I've tried not to complain recently about my pregnancy. I miss the feeling that I had about a month ago when I wasn't quite so heavy, quite so big, and quite so sick. I KNOW that I will miss the feeling of you kicking and rolling around inside of me once you're here, but right now, it's making me ill. I do hope that once you're here, in the world, I will forget a lot about the sick, and heavy, and ickyness that came with being pregnant with you. I hope that I will look past all that and say, of course I want to give you a little brother or sister. I truly have every intention of that. But right now, as you roll your legs and butt inside of me, and I can't keep ANYTHING down, it seems strange to want to do this all again.
I know you'll be worth it though :)
I've said that from the beginning (well, almost the beginning).
As long as you're healthy, I don't care what I go through. I told Daddy this morning that I don't actually remember what it feels like to not be pregnant. I don't remember what "normal" feels like. What it feels like to feel good, all the time.
Well, there, my complaining is almost over.
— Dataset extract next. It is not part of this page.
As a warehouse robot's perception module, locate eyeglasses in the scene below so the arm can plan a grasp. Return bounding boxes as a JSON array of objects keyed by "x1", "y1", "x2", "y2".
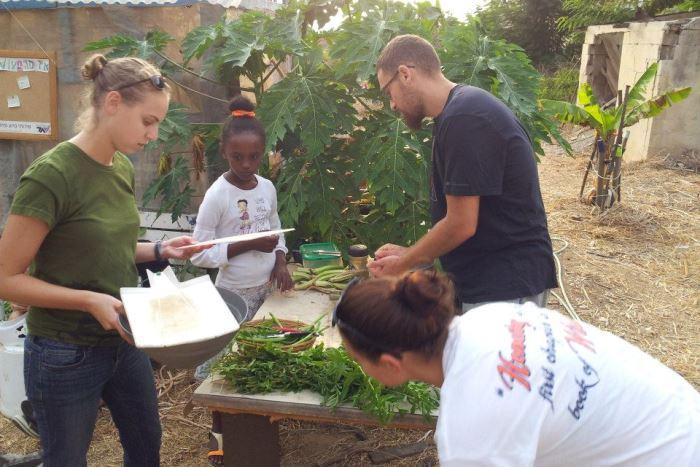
[
  {"x1": 112, "y1": 75, "x2": 165, "y2": 91},
  {"x1": 379, "y1": 65, "x2": 416, "y2": 94}
]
Back on track with the more important things...
I have little cravings right now, because I can't digest anything. I've lost 5 pounds in the last 2 days. Fruit is still amazing, chocolate milk is yummy if I can keep it down. Coffee makes the acid come back up... Ice cream and I didn't get along very well last night. Wow, this is pathetic. You're craving nothing. Maybe it's time to come out :) Your nursery is ready, your clothes are all washed, folded and hung. Your Aunt Kassie bought you some super cute clothes yesterday for when you get a little older. Your cradle next to our bed is all clean and ready for you. The car seat will be installed this afternoon. I have diapers ready to open (I don't know how big you are...) and put in your changing table. Daddy and I are ready for you to be here.
I guess I'm supposed to ask you to wait a few days, so that your grandparents will be back in town. So...Next weekend works great for us :)
You're due in 17 days. You are the longest I've ever waited for. You've been worth every second of waiting. I love you already. Get strong, be healthy, and come when you're ready! Just know, we're ready for you!